Authors: Eileen Welsome

Pershing returned to West Point in 1897 for a teaching stint. A hardened soldier by now who had weathered Montana blizzards
and New Mexico droughts, he seemed a cheerless martinet to the ebullient young cadets and they dubbed him “Nigger Jack,” because
of his assignment with the Tenth. Later the name was modified to “Black Jack” and remained with him for the rest of his life.
When the Spanish-American War broke out, in 1898, he was sent to Cuba and earned the admiration of his commander, who stated,
“Pershing is the coolest man under fire I ever saw.” From there, he was dispatched to the Philippines to help pacify the Moros,
Muslim tribesmen who had been fighting the Spaniards for three hundred years. To prepare for his assignment, Pershing learned
several native dialects and actually took the time to study the Koran.

He returned from overseas with a greatly enhanced military reputation and was assigned to the army’s general staff. At a social
function, Theodore Roosevelt introduced him to the powerful Wyoming senator Francis E. Warren, chairman of the Military Affairs
Committee, but it was the senator’s daughter, Helen Frances, just twenty-five and young enough to be his own child, who attracted
him. The following evening they went dancing and a year later they were married in a huge wedding that included Roosevelt
among the guests.

Roosevelt promoted him in 1906 to brigadier general, bypassing 862 more senior officers. The promotion was met with howls
of indignation and charges that his family connections—not his ability—were responsible for the huge career leap. To the critics,
Roosevelt tartly responded: “To promote him because he married a senator’s daughter would be an infamy; to refuse him promotion
for the same reason would be an equal infamy.”
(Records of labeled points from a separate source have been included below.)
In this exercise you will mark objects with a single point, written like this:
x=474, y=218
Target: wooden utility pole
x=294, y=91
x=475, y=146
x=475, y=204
In 1913, he returned from another tour in the Philippines and was stationed at the Presidio in San Francisco. By that time
he had four children: Helen, eight; Anne, seven; Mary Margaret, six; and a five-year-old son named Warren. With the occupation
in Veracruz, conditions along the Mexican border were growing increasingly unstable and he was soon ordered to Fort Bliss
in El Paso. When Pershing realized that the posting would be for an indefinite period, he made plans to have his family join
him. On August 27, 1915, a week before they were to depart, he got a telephone call at headquarters:

“Telegram for you, sir,” said the orderly.

“Yes?” responded the general.

“Shall I? Shall I read it to you, sir?” the orderly stammered.

“Yes,” responded Pershing.

The young man halted again.

“Go ahead,” Pershing muttered impatiently.

The stammering, frightened voice began speaking of a fire that had broken out in the Pershings’ flimsy wooden home back in
San Francisco. A relative who was staying with the family was awakened by heat and rushed to her door to alert Mrs. Pershing
but was driven back into her room by the inferno. She and her maid and two children jumped to safety, but Helen and her three
daughters suffocated to death from the smoke. Five-year-old Warren was found unconscious on the floor of his bedroom by Pershing’s
aged African-American servant, identified in newspaper accounts only as “Johnson,” who led a rescue party into the burning
house. The boy was the only member of the family to survive.

“Is that all? Is that everything?” Pershing asked when the orderly was finished.

“Yes sir.”

Then the waters of grief and sorrow closed over him. Pershing buried his wife and three daughters in the plots belonging to
the Warren family in Cheyenne, Wyoming. As the funeral procession passed, citizens bowed their heads and businesses throughout
the state closed. “From that time on his countenance took on a certain grimness, and more than ever his attitude bespoke a
‘no nonsense’ philosophy,” writes historian Bruce Johnson. “A lean, tanned, hard man, Pershing was not close to his troops;
he was no father figure to them. But they respected his fairness, his ability, his total lack of hypocrisy.”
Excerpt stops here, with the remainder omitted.